Stefan Siegert

Why the logarithmic score is the only local proper utility function

Last update 2022-06-28

The following is based on Bernardo (1979) Expected Information as Expected Utility. I have added a bit of fluff to make the proof more palatable to a general audience.

Suppose a forecaster predicts a probability density function \(p(x)\) for a future univariate, real-valued variable, and the value \(y\) materialises. For example, let's say the forecaster is a weather forecaster who predicts a Gaussian distribution with mean 20 and standard deviation 1 for the next day's temperature, and the measured temperature on the day turns out to be 21 degrees. Then \(p(x) = (2\pi)^{-1/2}e^{-\frac12 (x - 20)^2}\) and \(y=21\).
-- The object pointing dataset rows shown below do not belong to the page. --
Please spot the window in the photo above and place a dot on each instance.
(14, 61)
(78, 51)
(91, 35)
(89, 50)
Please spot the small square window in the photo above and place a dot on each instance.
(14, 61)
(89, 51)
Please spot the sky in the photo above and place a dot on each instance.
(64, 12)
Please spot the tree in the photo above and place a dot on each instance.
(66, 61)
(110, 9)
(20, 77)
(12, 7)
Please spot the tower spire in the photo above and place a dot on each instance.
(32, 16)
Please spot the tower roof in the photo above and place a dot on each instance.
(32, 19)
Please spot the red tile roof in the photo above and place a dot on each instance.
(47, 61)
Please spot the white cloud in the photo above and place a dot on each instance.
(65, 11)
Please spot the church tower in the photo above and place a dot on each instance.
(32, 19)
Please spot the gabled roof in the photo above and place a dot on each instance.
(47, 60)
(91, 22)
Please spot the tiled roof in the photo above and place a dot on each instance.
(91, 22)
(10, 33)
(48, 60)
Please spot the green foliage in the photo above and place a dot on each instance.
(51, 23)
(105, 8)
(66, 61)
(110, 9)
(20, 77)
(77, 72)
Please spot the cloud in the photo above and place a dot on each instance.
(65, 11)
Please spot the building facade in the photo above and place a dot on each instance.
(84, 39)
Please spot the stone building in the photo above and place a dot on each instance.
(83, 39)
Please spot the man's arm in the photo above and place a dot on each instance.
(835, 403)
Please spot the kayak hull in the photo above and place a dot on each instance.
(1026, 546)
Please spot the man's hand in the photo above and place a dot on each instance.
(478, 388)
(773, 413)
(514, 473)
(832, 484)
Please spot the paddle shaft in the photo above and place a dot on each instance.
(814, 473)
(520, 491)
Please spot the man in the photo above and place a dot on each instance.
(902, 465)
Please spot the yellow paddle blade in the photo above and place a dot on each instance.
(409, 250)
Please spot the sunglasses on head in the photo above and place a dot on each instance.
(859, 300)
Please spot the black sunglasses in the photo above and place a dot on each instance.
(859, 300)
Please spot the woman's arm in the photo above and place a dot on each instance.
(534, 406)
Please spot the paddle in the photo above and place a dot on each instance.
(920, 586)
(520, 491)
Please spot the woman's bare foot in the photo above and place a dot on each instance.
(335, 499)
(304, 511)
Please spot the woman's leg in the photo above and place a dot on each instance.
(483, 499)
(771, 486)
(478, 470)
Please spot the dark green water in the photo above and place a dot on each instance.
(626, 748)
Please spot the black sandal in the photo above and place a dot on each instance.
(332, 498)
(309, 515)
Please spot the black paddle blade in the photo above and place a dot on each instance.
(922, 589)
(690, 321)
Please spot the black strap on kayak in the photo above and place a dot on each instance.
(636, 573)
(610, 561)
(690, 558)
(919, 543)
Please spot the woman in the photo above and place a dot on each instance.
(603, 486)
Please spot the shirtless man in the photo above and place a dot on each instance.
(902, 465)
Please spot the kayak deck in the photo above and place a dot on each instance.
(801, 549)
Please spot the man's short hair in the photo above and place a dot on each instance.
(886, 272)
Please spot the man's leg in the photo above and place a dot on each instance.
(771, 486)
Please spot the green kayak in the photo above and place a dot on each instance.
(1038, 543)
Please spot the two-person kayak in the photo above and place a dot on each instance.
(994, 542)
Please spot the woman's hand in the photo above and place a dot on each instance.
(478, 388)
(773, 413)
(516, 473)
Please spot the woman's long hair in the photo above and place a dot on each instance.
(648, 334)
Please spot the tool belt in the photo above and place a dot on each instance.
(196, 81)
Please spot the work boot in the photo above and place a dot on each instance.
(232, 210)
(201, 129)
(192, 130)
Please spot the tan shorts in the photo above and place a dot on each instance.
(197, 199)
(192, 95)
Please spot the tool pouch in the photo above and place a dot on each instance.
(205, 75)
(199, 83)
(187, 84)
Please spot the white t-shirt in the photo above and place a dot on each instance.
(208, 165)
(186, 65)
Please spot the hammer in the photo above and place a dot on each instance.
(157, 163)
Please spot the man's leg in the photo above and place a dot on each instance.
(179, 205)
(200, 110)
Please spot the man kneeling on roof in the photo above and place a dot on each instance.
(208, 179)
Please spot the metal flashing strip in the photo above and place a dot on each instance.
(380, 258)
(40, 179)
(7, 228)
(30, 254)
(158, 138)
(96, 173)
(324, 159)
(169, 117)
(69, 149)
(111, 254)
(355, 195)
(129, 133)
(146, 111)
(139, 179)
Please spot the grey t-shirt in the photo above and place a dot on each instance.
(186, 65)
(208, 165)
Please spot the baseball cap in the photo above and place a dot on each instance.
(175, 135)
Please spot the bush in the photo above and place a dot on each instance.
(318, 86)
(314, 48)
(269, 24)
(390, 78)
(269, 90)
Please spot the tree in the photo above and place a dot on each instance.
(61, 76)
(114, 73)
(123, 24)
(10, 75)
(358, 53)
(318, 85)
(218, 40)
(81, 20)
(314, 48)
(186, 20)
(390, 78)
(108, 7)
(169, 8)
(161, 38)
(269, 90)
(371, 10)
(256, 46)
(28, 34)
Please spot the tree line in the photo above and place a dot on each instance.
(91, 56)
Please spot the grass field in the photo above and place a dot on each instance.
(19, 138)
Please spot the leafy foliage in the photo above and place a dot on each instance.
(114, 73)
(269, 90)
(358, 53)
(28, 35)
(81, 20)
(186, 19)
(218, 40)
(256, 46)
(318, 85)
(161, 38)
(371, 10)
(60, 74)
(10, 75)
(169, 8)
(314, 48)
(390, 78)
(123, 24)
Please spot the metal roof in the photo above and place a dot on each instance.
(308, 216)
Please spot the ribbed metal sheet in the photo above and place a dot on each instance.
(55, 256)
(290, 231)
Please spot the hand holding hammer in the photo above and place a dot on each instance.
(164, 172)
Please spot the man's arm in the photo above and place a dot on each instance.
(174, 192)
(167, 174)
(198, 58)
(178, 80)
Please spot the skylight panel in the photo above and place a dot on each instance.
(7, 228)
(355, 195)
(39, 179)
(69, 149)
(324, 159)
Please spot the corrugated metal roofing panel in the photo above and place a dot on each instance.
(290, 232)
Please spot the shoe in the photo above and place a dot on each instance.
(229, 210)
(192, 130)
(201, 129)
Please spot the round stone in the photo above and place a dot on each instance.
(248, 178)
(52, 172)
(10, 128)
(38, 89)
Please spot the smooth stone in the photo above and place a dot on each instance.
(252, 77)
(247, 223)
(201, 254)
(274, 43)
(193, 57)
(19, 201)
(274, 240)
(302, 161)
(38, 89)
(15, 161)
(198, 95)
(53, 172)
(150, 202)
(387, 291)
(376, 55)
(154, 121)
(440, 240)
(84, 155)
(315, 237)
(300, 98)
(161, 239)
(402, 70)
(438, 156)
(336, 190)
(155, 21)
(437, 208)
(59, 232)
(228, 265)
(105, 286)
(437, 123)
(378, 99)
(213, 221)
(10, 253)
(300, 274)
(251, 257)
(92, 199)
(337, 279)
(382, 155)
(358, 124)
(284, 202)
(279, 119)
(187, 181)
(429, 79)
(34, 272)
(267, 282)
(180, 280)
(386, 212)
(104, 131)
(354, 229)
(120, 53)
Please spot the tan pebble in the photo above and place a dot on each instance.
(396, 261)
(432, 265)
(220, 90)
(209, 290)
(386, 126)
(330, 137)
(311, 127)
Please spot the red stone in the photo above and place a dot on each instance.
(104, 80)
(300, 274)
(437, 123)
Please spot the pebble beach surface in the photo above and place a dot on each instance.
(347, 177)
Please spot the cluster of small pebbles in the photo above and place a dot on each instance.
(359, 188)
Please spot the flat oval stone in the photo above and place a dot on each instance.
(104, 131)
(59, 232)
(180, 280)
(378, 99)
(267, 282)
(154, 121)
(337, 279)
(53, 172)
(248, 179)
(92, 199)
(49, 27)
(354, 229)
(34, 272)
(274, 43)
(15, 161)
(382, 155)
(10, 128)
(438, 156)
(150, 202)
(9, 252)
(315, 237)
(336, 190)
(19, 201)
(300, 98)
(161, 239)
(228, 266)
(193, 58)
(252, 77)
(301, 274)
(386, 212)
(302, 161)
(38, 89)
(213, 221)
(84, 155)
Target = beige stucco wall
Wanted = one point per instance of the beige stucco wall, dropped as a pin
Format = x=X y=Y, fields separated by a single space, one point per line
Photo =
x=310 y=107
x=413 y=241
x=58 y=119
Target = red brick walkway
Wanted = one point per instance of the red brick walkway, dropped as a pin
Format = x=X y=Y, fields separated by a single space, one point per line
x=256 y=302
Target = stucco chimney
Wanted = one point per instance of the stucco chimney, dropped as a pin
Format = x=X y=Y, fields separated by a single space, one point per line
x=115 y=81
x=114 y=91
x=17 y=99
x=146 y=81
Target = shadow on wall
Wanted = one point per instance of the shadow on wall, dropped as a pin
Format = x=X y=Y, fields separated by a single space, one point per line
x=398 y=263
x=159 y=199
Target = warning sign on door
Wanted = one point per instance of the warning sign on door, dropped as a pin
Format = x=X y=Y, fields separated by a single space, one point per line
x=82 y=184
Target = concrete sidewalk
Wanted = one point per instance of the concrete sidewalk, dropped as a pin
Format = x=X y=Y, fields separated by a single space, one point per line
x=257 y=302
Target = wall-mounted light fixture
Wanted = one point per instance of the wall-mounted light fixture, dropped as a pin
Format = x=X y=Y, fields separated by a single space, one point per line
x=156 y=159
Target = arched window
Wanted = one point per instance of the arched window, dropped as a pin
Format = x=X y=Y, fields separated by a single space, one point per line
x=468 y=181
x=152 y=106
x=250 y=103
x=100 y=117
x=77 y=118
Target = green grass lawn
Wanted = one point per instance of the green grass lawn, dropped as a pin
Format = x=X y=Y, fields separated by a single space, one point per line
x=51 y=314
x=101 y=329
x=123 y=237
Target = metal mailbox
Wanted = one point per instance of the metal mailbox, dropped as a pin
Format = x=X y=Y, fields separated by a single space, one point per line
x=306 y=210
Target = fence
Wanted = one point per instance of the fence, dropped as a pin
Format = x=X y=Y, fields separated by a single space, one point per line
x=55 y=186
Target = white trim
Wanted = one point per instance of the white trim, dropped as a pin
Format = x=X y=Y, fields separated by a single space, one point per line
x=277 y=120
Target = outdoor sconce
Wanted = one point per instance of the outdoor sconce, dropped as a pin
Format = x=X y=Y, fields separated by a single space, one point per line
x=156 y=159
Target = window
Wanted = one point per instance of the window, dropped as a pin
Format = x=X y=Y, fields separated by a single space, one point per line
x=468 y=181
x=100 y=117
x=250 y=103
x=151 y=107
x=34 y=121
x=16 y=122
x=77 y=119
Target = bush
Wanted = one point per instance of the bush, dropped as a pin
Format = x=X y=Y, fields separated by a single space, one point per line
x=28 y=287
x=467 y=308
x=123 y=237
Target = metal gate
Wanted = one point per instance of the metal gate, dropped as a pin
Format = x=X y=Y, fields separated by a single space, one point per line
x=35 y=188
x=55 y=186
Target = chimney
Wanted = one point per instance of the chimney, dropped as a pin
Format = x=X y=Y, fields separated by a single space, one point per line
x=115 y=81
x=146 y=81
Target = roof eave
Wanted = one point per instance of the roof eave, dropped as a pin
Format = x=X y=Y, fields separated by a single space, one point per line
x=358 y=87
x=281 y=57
We are interested in utility functions. A utility function \(u(p(x), y)\) is a function of the issued forecast distribution \(p(x)\) and the observed outcome of the predicted variable \(y\). The goal of the utility function is to measure the "desirability" of the pair \(\{p(x), y\}\). In other words, the utility function is used retrospectively as a measure of how good \(p(x)\) was at predicting the observed value \(y\).

For this discussion, we want to distinguish between two distributions. The first distribution \(q(x)\) represents the forecaster's true belief. The second distribution \(p(x)\) represents the forecaster's reported probability forecast.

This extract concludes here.